I want to know what's the optimal way to log to an SSD. Think of something like a database log, where you're writing append-only, but you also have to fsync() every transaction or few transactions to ensure application level data durability.
I'm going to give some background on how SSDs work, so if you already know all this, please skim it anyway in case I am wrong about something. Some good stuff for further reading is Emmanuel Goossaert 6-part guide to coding for SSDs and the paper Don't Stack your Log on my Log [pdf].

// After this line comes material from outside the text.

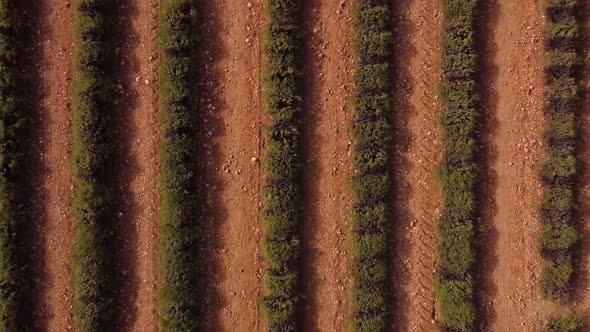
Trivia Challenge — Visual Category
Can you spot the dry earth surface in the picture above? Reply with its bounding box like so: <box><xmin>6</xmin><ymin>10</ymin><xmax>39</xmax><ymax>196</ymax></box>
<box><xmin>303</xmin><ymin>0</ymin><xmax>354</xmax><ymax>331</ymax></box>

SSDs write and read in whole pages only. Where the page size differs from SSD to SSD but is typically a multiple of 4kb. My Samsung EVO 840 uses an 8kb page size (which incidentally, Linus calls "unusable shit" in his usual colorful manner.) SSDs cannot modify data in-place, they can only write to free pages. So combining those two restrictions, updating a single byte on my EVO requires reading the 8kb page, changing the byte, and writing it to a new 8kb page and updating the FTL page mapping (a ssd data structure) so the logical address of that page as understood by the OS now points to the new physical page. Because the file data is also no longer contiguous in the same erase block (the smallest group of pages that can be erased) we are also building up a form of fragmentation debt that will cost us in future garbage collection in the SSD. Horribly inefficient.
As an asside, looking at my PC filesystem:
C:\WINDOWS\system32>fsutil fsinfo ntfsinfo c:
It has a 512 byte sector size and a 4kb allocation (cluster) size. Neither of which map to the SSD page size - probably not very efficient.
There's some issues with just writing with e.g. pwrite()
to the kernel page cache and letting the OS handle writing things out. First off, you'll need to issue an additional sync_file_range()
call after calling pwrite()
to actually kick off the IO, otherwise it will all wait until you call fsync()
and unleash an IO storm. Secondly fsync()
seems to block future calls to write()
on the same file. Lastly you have no control over how the kernel writes things to the SSD, which it may do well, or it may do poorly causing a lot of write amplification.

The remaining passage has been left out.